Abstract:
To address the limitations of the CRISPR/Cas12f1 system in clinical diagnostics, which require the complex preparation of single-stranded DNA (ssDNA) or in vitro transcripts (RNA), we developed a fluorescent biosensor named PDTCTR (PAM-dependent dsDNA Target-activated Cas12f1 Trans Reporter). This innovative biosensor integrates Recombinase Polymerase Amplification (RPA) with the Cas12f_ge4.1 system, facilitating the direct detection of double-stranded DNA (dsDNA). PDTCTR represents a significant leap forward, exhibiting a detection sensitivity that is a hundredfold greater than the original Cas12f1 system. It demonstrates the capability to detect Mycoplasma pneumoniae (M. pneumoniae) and Hepatitis B virus (HBV) with excellent sensitivity of 10 copies per microliter (16.8 aM) and distinguishes single nucleotide variations (SNVs) with high precision, including the EGFR (L858R) mutations prevalent in non-small cell lung cancer (NSCLC).
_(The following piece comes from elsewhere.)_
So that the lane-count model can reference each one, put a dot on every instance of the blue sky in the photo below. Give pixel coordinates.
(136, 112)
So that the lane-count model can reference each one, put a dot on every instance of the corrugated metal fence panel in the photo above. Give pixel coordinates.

Clinical evaluations of PDTCTR have demonstrated its high sensitivity and specificity, with rates ranging from 93%-100% and 100%, respectively, highlighting its potential to revolutionize diagnostic approaches for infectious diseases and cancer-related SNVs.This research underscores the substantial advancements in CRISPR technology for clinical diagnostics and its promising future in early disease detection and personalized medicine.
摘要:
为了解决CRISPR/Cas12f1系统在临床诊断中的局限性,需要单链DNA(ssDNA)或体外转录本(RNA)的复杂制备,我们开发了一种名为PDTCTR(PAM依赖的dsDNA靶标激活的Cas12f1TransReporter)的荧光生物传感器。这种创新的生物传感器集成了重组酶聚合酶扩增(RPA)与Cas12f_ge4.1系统,促进双链DNA(dsDNA)的直接检测。PDTCTR代表了一个重大的飞跃,表现出比原始Cas12f1系统高一百倍的检测灵敏度。它证明了检测肺炎支原体(M.肺炎)和乙型肝炎病毒(HBV)具有10个拷贝每微升(16.8aM)的出色敏感性,并以高精度区分单核苷酸变异(SNV),包括非小细胞肺癌(NSCLC)中普遍存在的EGFR(L858R)突变。PDTCTR的临床评估显示出其高灵敏度和特异性,费率从93%-100%到100%,分别,强调其彻底改变传染病和癌症相关SNV诊断方法的潜力。这项研究强调了CRISPR技术在临床诊断方面的重大进步及其在早期疾病检测和个性化医疗方面的广阔前景。